Mesmo o bem e o mal, o certo e o errado, a verdade e a mentira, oscilam pelo caminho das etapas históricas de forma diferenciada. Certeza mesmo, só a morte, mas mesmo ela vem quando menos se espera. E quando cada pessoa pensa que pelo menos se conhece, é surpreendida por seus próprios comportamentos diante de determinadas circunstâncias.
Mas se o mundo é o vasto teatro do imprevisível, nos reservando sempre armadilhas e surpresas, o que aliás dá graça à vida, existem peculiares reinos nesse planeta onde o inusitado se acentua e a arte de representar é elevada ao virtuosismo. A política é por excelência um desses reinos. Afinal, o espécime político pode ser caracterizado como aquele que pensa uma coisa, diz outra e faz o contrário.
O político surpreende por seu imediatismo. Muda de direção com a mais surpreendente facilidade, suas idéias são fogos de artifício, sua lealdade pode ser comparada a chama de um fósforo. Como reconheceu Lourenço de Médici, o Magnífico, lá pelos confins dos 1400, "a afeição e a fidelidade de meus amigos não duram a partir do momento em que me afasto mais de dezesseis quilômetros de Florença".
Não nego que exista um núcleo imutável do poder, onde sobressaem a ambição, a inveja, a vaidade. Mas os comportamentos que daí advém são sempre inesperados e isso é mais visível em campanhas eleitorais.
Não vou me ater aqui ao governador de Minas Gerais, Itamar Franco, que poderia ser apresentado como um dos símbolos do imprevisível no reino da política. Não vou voltar a comentar as constantes mudanças que os políticos fazem de um partido para o outro. Mas nesta encruzilhada onde o futuro nos espreita das sombras das incertezas, impressiona os passos dos candidatos sobre o terreno escorregadio da imprevisível.
O PT, que vem se esmerando na modalidade do vale-tudo, surpreende pelo pragmatismo de suas coligações, impensáveis num passado recente.
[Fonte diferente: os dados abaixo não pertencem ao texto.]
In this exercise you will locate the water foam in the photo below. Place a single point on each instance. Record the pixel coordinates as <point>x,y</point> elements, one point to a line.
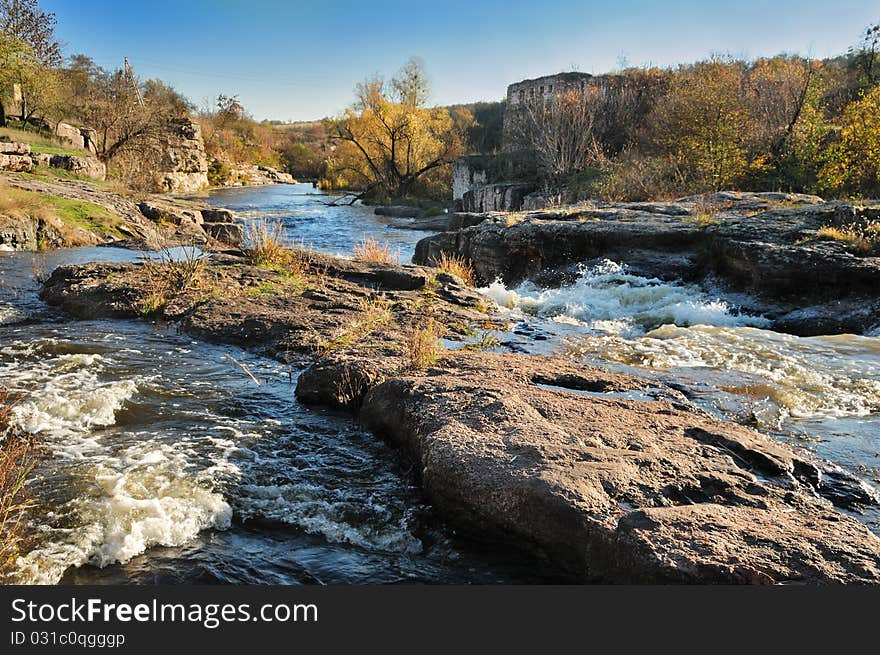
<point>608,298</point>
<point>819,377</point>
<point>115,501</point>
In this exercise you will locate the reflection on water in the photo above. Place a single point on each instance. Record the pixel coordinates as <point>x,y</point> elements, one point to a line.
<point>311,220</point>
<point>164,463</point>
<point>823,392</point>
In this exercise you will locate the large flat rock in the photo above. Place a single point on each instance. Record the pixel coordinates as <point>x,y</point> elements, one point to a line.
<point>585,469</point>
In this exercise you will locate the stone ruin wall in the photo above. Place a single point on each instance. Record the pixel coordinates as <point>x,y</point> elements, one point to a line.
<point>520,95</point>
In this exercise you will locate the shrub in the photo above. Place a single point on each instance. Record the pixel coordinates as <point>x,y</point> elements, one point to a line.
<point>266,244</point>
<point>170,275</point>
<point>17,458</point>
<point>424,347</point>
<point>863,240</point>
<point>456,265</point>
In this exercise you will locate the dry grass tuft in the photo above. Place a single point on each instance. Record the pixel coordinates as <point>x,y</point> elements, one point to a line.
<point>424,347</point>
<point>170,275</point>
<point>456,265</point>
<point>863,240</point>
<point>17,458</point>
<point>375,311</point>
<point>266,243</point>
<point>370,250</point>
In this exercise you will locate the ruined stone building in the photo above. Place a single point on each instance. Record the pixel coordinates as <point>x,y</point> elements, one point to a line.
<point>503,182</point>
<point>531,93</point>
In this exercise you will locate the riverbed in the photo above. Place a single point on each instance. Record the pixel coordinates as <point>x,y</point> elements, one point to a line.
<point>166,463</point>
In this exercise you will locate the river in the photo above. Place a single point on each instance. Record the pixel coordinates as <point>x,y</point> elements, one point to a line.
<point>165,464</point>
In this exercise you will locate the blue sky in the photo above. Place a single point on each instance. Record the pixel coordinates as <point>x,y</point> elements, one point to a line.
<point>300,60</point>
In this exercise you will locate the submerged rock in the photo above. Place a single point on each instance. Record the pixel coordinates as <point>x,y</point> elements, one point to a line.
<point>609,477</point>
<point>765,244</point>
<point>556,458</point>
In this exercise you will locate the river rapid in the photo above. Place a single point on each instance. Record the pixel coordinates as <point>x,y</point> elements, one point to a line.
<point>165,463</point>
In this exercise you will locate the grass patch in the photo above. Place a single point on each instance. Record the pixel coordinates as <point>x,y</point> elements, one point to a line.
<point>702,219</point>
<point>267,248</point>
<point>18,203</point>
<point>457,266</point>
<point>265,244</point>
<point>47,174</point>
<point>423,345</point>
<point>375,311</point>
<point>861,239</point>
<point>370,250</point>
<point>40,143</point>
<point>17,459</point>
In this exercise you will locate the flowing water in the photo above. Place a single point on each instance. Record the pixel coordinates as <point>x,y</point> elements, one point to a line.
<point>165,463</point>
<point>820,393</point>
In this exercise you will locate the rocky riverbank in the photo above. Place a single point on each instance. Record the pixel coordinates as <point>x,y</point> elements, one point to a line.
<point>609,477</point>
<point>47,213</point>
<point>813,267</point>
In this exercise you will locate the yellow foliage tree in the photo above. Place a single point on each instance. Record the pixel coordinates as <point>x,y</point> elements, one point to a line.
<point>387,142</point>
<point>701,125</point>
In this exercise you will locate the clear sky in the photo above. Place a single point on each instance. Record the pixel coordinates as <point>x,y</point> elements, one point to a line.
<point>300,60</point>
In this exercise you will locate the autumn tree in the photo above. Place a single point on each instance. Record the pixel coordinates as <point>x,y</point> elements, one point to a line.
<point>853,161</point>
<point>865,57</point>
<point>561,131</point>
<point>24,21</point>
<point>233,136</point>
<point>388,142</point>
<point>701,125</point>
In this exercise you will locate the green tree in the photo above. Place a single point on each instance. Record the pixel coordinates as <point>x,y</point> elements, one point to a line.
<point>700,126</point>
<point>853,161</point>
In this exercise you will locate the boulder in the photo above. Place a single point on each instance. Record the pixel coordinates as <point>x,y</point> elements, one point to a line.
<point>503,196</point>
<point>82,166</point>
<point>585,469</point>
<point>16,163</point>
<point>759,244</point>
<point>14,148</point>
<point>183,165</point>
<point>231,233</point>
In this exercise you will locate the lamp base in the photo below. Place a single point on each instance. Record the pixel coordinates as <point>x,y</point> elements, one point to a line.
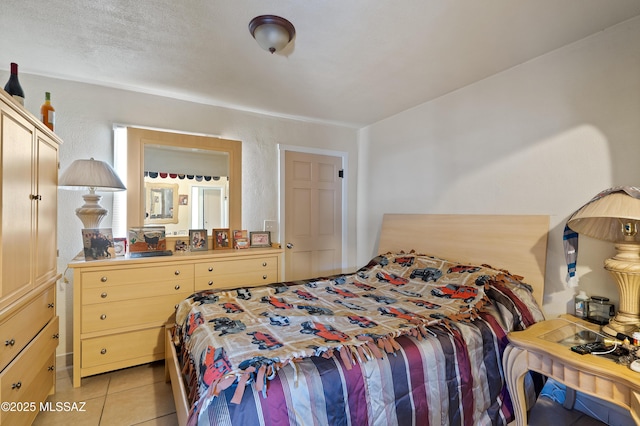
<point>625,269</point>
<point>91,213</point>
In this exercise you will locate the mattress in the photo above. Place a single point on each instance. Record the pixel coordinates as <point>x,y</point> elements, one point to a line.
<point>407,339</point>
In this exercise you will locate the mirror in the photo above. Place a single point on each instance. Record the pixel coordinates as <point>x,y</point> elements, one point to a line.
<point>161,203</point>
<point>191,162</point>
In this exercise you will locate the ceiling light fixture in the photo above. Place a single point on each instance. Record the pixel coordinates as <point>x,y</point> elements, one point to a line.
<point>272,33</point>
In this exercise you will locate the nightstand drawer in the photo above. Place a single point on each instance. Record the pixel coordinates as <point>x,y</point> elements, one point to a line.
<point>17,331</point>
<point>106,294</point>
<point>129,313</point>
<point>120,347</point>
<point>136,275</point>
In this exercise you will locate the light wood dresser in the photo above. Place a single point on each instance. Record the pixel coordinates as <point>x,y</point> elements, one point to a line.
<point>121,305</point>
<point>28,321</point>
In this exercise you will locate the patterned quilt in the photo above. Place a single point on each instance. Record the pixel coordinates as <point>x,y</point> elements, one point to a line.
<point>235,342</point>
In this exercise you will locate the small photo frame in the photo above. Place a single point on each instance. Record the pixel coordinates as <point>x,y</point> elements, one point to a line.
<point>98,243</point>
<point>240,238</point>
<point>260,239</point>
<point>198,240</point>
<point>221,239</point>
<point>181,245</point>
<point>120,246</point>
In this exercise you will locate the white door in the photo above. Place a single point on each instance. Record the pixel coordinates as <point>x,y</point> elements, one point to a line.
<point>312,215</point>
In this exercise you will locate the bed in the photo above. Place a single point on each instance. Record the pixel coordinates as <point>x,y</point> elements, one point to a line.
<point>415,336</point>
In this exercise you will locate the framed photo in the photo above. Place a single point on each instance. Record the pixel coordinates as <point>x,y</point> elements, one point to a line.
<point>240,239</point>
<point>120,246</point>
<point>221,239</point>
<point>260,239</point>
<point>98,244</point>
<point>181,245</point>
<point>198,240</point>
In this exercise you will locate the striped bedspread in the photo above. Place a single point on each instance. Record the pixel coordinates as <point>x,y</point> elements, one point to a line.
<point>407,340</point>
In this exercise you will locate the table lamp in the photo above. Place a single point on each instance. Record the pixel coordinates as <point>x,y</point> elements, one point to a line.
<point>613,215</point>
<point>96,176</point>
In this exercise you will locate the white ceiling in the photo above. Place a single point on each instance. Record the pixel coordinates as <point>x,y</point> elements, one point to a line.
<point>352,62</point>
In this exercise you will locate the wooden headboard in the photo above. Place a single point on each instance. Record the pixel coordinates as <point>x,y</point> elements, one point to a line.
<point>517,243</point>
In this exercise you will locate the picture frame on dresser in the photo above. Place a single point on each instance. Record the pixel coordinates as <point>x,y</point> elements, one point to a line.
<point>240,239</point>
<point>98,243</point>
<point>260,239</point>
<point>221,239</point>
<point>198,240</point>
<point>120,246</point>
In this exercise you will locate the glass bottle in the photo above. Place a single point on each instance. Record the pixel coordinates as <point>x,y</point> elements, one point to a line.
<point>47,112</point>
<point>13,85</point>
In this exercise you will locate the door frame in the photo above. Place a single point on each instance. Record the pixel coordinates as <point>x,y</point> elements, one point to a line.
<point>344,156</point>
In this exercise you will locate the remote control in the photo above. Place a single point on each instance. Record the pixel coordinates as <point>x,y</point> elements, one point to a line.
<point>587,348</point>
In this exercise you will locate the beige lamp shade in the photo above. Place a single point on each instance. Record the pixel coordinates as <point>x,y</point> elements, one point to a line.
<point>91,173</point>
<point>614,217</point>
<point>97,176</point>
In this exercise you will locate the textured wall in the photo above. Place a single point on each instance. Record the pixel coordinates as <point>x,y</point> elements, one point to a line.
<point>85,115</point>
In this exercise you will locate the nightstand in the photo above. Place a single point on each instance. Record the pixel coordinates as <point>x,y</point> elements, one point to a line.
<point>545,348</point>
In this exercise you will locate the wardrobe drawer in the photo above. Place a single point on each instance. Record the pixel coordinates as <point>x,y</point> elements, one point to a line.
<point>18,330</point>
<point>236,266</point>
<point>121,347</point>
<point>20,379</point>
<point>129,313</point>
<point>31,395</point>
<point>112,293</point>
<point>92,279</point>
No caso da retórica light fabricada pelo marketing, Lula não convenceu os investidores estrangeiros que lêem nas entrelinhas os perigos dos cacoetes socialistas, cultivados por seu partido. Mais incertezas.
Enquanto isto, Ciro Gomes, clone com defeito do ex-presidente Collor, ataca Armínio Fraga (será que Ciro Gomes, se ganhar, põe Mangabeira Unger como presidente do Banco Central? Deus nos acuda!) e, com sua costumeira arrogância de "coronel", dá ordem aos Estados Unidos, pedindo distância de nossa campanha. É a velha dor de cotovelo latino-americana gerando mais perplexidade.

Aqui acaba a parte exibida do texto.